Is there impermanent loss in yield farming? ›

Impermanent loss is the difference between the initial value of funds deposited into a liquidity pool and their subsequent value. Impermanent loss can impact yield farming in a variety of ways.

Is yield farming income? ›

Do I pay income tax for yield farming? When you earn cryptocurrency without trading away your existing holdings, your yield farming rewards will more likely be subject to income tax.

Can you make $100 a day with crypto? ›

Can You Make $100 a Day With Crypto? It is possible to make $100 per day, but there is no guarantee or specific technique you can use to ensure it happens. Cryptocurrency trading, lending, staking, and investing all come with significant risks because it is such a volatile and unpredictable asset.

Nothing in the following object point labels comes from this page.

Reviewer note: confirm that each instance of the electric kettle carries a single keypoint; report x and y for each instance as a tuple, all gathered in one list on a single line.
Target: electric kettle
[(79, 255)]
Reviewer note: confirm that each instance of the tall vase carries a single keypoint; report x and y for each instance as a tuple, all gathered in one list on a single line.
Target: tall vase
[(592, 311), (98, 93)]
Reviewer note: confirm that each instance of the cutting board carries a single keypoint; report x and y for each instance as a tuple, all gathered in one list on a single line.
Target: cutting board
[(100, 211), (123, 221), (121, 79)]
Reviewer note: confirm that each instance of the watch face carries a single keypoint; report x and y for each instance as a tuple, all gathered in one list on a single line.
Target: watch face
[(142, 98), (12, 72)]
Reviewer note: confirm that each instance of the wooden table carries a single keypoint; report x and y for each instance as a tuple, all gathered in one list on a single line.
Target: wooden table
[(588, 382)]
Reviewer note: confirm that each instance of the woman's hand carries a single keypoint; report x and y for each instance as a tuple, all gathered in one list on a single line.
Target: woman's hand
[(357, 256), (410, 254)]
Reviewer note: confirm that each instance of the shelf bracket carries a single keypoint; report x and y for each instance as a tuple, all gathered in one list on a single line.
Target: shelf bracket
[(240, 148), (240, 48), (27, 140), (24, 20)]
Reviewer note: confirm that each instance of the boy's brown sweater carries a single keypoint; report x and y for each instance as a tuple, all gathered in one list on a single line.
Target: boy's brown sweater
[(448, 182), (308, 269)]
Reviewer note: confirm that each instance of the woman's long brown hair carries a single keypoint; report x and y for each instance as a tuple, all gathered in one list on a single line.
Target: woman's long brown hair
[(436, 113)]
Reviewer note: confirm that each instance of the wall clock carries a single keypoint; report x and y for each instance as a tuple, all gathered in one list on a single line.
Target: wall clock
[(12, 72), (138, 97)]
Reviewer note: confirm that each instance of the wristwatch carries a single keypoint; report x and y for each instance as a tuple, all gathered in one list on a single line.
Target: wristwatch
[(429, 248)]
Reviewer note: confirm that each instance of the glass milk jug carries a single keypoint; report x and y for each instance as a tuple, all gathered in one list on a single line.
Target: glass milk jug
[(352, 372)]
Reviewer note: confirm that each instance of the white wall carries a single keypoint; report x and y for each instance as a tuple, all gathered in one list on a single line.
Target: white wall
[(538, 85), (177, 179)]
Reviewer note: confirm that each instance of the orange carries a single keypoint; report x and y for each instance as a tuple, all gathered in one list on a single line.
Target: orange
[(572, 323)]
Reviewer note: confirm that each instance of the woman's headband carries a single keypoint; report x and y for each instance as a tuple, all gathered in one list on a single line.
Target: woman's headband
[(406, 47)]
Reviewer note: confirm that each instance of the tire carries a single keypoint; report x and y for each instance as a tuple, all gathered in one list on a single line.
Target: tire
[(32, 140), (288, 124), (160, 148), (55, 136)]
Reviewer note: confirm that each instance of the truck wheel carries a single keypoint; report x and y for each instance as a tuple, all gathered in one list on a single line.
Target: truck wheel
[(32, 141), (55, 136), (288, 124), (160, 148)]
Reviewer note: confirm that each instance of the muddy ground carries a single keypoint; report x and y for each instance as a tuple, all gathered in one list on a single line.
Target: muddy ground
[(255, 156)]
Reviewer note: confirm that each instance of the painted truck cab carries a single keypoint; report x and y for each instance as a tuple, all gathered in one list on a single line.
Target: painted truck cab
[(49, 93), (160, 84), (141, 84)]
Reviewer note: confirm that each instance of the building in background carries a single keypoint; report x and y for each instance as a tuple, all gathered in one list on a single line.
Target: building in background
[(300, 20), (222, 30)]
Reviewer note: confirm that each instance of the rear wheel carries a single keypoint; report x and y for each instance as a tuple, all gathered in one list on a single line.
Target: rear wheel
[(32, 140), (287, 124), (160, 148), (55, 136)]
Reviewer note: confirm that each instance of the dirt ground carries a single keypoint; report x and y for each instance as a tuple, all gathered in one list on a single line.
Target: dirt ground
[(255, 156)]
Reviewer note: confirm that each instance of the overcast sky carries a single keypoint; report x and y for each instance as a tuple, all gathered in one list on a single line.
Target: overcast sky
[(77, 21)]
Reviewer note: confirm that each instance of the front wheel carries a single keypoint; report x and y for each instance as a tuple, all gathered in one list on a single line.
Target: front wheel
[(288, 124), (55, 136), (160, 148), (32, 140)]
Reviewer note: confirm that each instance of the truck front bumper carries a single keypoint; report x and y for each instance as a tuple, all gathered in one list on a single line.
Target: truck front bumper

Which crypto will explode in 2024? ›

Cryptos that could boom in 2024 include SingularityNET and Fetch.ai, both of which may capitalize on AI's popularity. Bitcoin is another crypto that could be poised for a strong performance in 2024, thanks to the SEC's approval of Bitcoin ETFs.

What is the most profitable strategy in crypto? ›

1. HODL. HODL is a crypto trading strategy where investors buy and hold onto their cryptocurrencies for the long term, regardless of short-term market fluctuations. It's based on the belief that the value of cryptocurrencies will increase over time, so investors resist the urge to sell during market downturns.

Why is farming no longer profitable? ›

Adjusted for inflation, the USDA predicts farm income will drop by $43 billion due to lower commodity prices, higher expenses for labor and lower government payments.

What is the potential of yield farming? ›

Yield farming has the potential for passive income and high yields that can exceed traditional financial instruments. By providing liquidity, users play a crucial role in the functioning of the DeFi ecosystem. However, the potentially high returns also come with substantial risks.

Top Articles
Latest Posts
Article information

Author: Cheryll Lueilwitz

Last Updated:

Views: 5724

Rating: 4.3 / 5 (54 voted)

Reviews: 85% of readers found this page helpful

Author information

Name: Cheryll Lueilwitz

Birthday: 1997-12-23

Address: 4653 O'Kon Hill, Lake Juanstad, AR 65469

Phone: +494124489301

Job: Marketing Representative

Hobby: Reading, Ice skating, Foraging, BASE jumping, Hiking, Skateboarding, Kayaking

Introduction: My name is Cheryll Lueilwitz, I am a sparkling, clean, super, lucky, joyous, outstanding, lucky person who loves writing and wants to share my knowledge and understanding with you.